[Python-Dev] RFC: PEP 587 "Python Initialization Configuration": 3rd version

Thu May 16 08:02:49 EDT 2019

(Le jeu. 16 mai 2019 à 06:34, Gregory Szorc <gregory.szorc at gmail.com> a écrit :
> > I know that the PEP is long, but well, it's a complex topic, and I
> > chose to add many examples to make the API easier to understand.
>
> I saw your request for feedback on Twitter a few days back and found
> this thread.
>
> This PEP is of interest to me because I'm the maintainer of PyOxidizer -
> a project for creating single file executables embedding Python.

Aha, interesting :-)

> As part
> of hacking on PyOxidizer, I will admit to grumbling about the current
> state of the configuration and initialization mechanisms. The reliance
> on global variables and the haphazard way in which you must call certain
> functions before others was definitely a bit frustrating to deal with.

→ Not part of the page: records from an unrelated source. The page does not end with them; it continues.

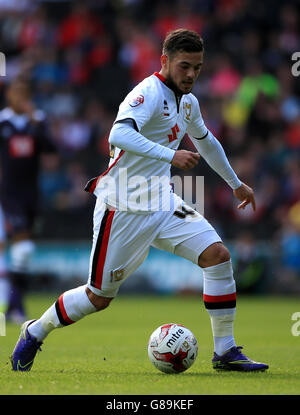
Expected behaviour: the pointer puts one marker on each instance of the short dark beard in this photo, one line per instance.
(171, 84)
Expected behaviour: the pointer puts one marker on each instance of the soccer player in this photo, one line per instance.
(23, 137)
(135, 208)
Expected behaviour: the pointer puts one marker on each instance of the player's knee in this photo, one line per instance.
(215, 254)
(100, 303)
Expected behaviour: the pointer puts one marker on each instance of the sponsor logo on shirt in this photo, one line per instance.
(134, 102)
(187, 109)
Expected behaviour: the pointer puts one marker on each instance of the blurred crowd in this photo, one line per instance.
(82, 57)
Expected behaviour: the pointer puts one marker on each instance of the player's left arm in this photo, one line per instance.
(213, 153)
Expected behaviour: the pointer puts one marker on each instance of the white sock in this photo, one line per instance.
(69, 308)
(219, 294)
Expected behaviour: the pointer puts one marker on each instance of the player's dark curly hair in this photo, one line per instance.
(182, 40)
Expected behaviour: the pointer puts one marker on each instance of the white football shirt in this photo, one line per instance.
(139, 183)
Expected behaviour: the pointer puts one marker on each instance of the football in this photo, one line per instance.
(172, 348)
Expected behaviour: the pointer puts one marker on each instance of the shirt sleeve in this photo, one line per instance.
(197, 127)
(139, 105)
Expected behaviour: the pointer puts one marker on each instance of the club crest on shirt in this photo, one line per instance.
(187, 109)
(134, 102)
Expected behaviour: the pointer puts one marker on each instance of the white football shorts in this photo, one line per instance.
(121, 242)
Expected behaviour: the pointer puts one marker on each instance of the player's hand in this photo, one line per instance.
(245, 194)
(185, 160)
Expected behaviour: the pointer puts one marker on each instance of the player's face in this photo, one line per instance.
(182, 69)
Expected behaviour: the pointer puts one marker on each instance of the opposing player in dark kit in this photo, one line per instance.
(24, 136)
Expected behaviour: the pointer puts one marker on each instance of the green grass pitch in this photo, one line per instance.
(106, 353)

Yeah, that's what I tried to explain in the PEP 587 Rationale.

> My most important piece of feedback is: thank you for tackling this!
> Your work to shore up the inner workings of interpreter state and
> management is a big deal on multiple dimensions. I send my sincere
> gratitude.

You're welcome ;-)

> PyPreConfig_INIT and PyConfig_INIT as macros that return a struct feel
> weird to me. Specifically, the `PyPreConfig preconfig =
> PyPreConfig_INIT;` pattern doesn't feel right. I'm sort of OK with these
> being implemented as macros. But I think they should look like function
> calls so the door is open to converting them to function calls in the
> future.

Ah yes, I noticed that some projects can only import symbols, not use
directly the C API. You're right that such macro can be an issue.

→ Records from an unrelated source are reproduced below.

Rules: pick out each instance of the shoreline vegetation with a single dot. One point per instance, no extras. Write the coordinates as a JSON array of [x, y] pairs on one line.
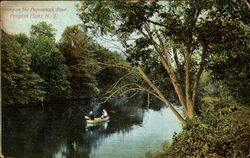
[[222, 130], [195, 53]]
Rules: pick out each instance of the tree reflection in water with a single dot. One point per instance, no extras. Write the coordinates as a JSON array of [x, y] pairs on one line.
[[59, 130]]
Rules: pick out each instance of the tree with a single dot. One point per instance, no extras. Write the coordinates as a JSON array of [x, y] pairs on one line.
[[42, 28], [180, 34], [47, 61], [78, 51], [19, 84]]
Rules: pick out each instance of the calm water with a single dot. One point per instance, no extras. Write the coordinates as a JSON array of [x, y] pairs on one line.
[[60, 131]]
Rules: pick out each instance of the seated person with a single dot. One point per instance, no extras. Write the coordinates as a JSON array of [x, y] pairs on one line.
[[104, 114]]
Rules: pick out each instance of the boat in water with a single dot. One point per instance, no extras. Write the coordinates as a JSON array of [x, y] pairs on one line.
[[98, 120]]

Would you be ok with a "PyConfig_Init(PyConfig *config);" function
which would initialize all fields to theire default values? Maybe
PyConfig_INIT should be renamed to PyConfig_STATIC_INIT.

You can find a similar API for pthread mutex, there is a init function
*and* a macro for static initialization:

       int pthread_mutex_init(pthread_mutex_t *restrict mutex,
           const pthread_mutexattr_t *restrict attr);

       pthread_mutex_t mutex = PTHREAD_MUTEX_INITIALIZER;

> PyPreConfig.allocator being a char* seems a bit weird. Does this imply
> having to use strcmp() to determine which allocator to use? Perhaps the
> allocator setting should be an int mapping to a constant instead?

Yes, _PyMem_SetupAllocators() uses strcmp(). There are 6 supported values:

* "default"
* "debug"
* "pymalloc"
* "pymalloc_debug"
* "malloc"
* "malloc_debug"

Note: pymalloc and pymalloc_debug are not supported if Python is
explicitly configure using --without-pymalloc.

I think that I chose to use string because the feature was first
implemented using an environment variable.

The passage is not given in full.